PySpark - Flatten Nested Struct Column
• Flattening nested struct columns transforms hierarchical data into a flat schema, making it easier to query and compatible with systems that don't support complex types like traditional SQL...
Key Insights
• Flattening nested struct columns transforms hierarchical data into a flat schema, making it easier to query and compatible with systems that don’t support complex types like traditional SQL databases or CSV exports.
• PySpark provides dot notation for manual flattening of known structures, but recursive functions are essential for dynamically handling deeply nested or unknown schemas at scale.
• Arrays of structs require a two-step approach: first exploding the array into multiple rows, then flattening the resulting struct columns using standard techniques.
Understanding the Problem
Nested struct columns are ubiquitous in modern data engineering. When you ingest JSON from REST APIs, process event streams, or work with semi-structured data from NoSQL databases, you’ll encounter hierarchical data structures. While PySpark handles these complex types natively, many downstream systems don’t. Traditional relational databases, business intelligence tools, and simple file formats like CSV require flat schemas.
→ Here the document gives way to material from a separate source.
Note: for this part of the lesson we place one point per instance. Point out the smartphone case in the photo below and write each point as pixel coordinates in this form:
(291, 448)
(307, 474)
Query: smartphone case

Consider this common scenario: you’re ingesting user profile data from an API that returns nested JSON. Here’s what that looks like in PySpark:
from pyspark.sql import SparkSession
from pyspark.sql.types import StructType, StructField, StringType, IntegerType
spark = SparkSession.builder.appName("FlattenStructs").getOrCreate()
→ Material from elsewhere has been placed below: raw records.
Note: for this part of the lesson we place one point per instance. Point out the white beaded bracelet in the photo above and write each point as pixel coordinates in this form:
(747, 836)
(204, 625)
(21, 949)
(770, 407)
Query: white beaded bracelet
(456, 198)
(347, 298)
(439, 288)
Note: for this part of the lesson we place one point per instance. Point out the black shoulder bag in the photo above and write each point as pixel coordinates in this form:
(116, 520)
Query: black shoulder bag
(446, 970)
# Sample data with nested structures
data = [
(1, ("John", "Doe", ("123 Main St", "Springfield", "IL", "62701"))),
(2, ("Jane", "Smith", ("456 Oak Ave", "Portland", "OR", "97201"))),
]
schema = StructType([
StructField("id", IntegerType(), True),
StructField("person", StructType([
StructField("first_name", StringType(), True),
StructField("last_name", StringType(), True),
StructField("address", StructType([
StructField("street", StringType(), True),
StructField("city", StringType(), True),
StructField("state", StringType(), True),
StructField("zip", StringType(), True)
]), True)
]), True)
])
df = spark.createDataFrame(data, schema)
df.show(truncate=False)
This creates a DataFrame with three levels of nesting. The person column contains a struct, which itself contains an address struct. Let’s explore how to flatten this effectively.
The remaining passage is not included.